Letters to the editor

“Imust’ clarify for you The Don Imus controversy is a dead horse that has been beaten to a pulp. However, Tom Grogan, author of What about free speech? apparently has some misconceptions about free speech. Because other readers of the Buchtelite may also misunderstand this issue, I would like to try to clear a few things up.”

‘Imust’ clarify for you

The Don Imus controversy is a dead horse that has been beaten to a pulp. However, Tom Grogan, author of What about free speech? apparently has some misconceptions about free speech.

Because other readers of the Buchtelite may also misunderstand this issue, I would like to try to clear a few things up.

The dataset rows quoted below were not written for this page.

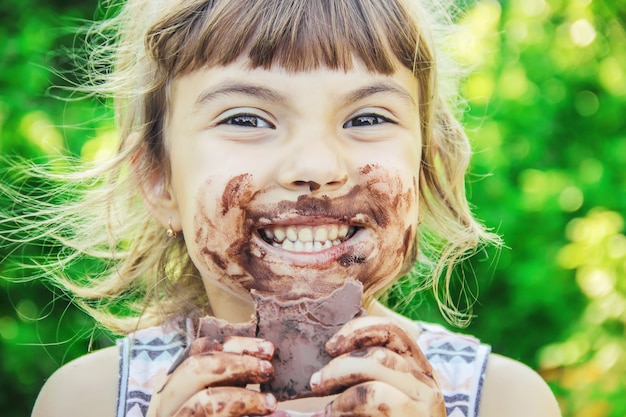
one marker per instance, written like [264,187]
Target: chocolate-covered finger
[205,370]
[377,331]
[233,344]
[374,363]
[227,401]
[377,399]
[259,348]
[370,331]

First of all, neither NBC nor CBS violated Don Imus’s First Amendment right of free speech when they fired him. The First Amendment only prohibits government censorship of speech. CBS has the right, indeed the duty, to control the content of what they broadcast on the airwaves. The station is not owned or operated by the government, therefore Imus’s rights were not violated.

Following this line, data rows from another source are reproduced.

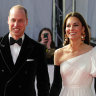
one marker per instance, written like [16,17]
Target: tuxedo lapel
[25,51]
[6,53]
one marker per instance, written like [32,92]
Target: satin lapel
[6,53]
[26,49]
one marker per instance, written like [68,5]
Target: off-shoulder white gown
[77,74]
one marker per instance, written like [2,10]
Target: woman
[46,38]
[77,60]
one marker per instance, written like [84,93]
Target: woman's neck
[75,46]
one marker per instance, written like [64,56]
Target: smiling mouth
[72,33]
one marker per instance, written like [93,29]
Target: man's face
[17,22]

Furthermore, arguing that Jesse Jackson and Al Sharpton were behind the sponsors pulling out shows that Grogan has a na’ve view of free market economics. No one can argue that Imus’s comments were anything but degrading and offensive. Just as NBC and CBS are free to employ whom they choose, their advertisers also may sponsor whom they choose.

Unfortunately for Imus, backing people who make bigoted comments doesn’t sell too well these days. Profit motive, pure and simple, is why Imus’s sponsors dropped him like a bad habit.

Matthew Kortjohn
Second year law student

Hixenbaugh is offensive

I am writing this letter in bitter disappointment of the April 19 Buchtelite. Mike Hixenbaugh stated in his front-page article that the media sensationalizing the Virginia Tech tragedy is responsible for my connectedness and caring for strangers (I) will never know.

This is extremely offensive and I’m saddened such a statement could be printed in one of my favorite publications. Blanket assertions about so many people’s feelings are wrong and short-sighted.

First off, college students in the United States share a common culture of brotherhood and rivalry. We are all in the same boat, so to speak, and it is deeply heartbreaking and depressing when we lose our own, especially to wicked tragedy.

Secondly, some of us are extremely sensitive to the suffering of all life on earth. I do, in fact, feel very passionately for the people of Iraq and Sudan and the families of fallen soldiers. However, Sudan and Iraq are war zones; life is expected to be lost.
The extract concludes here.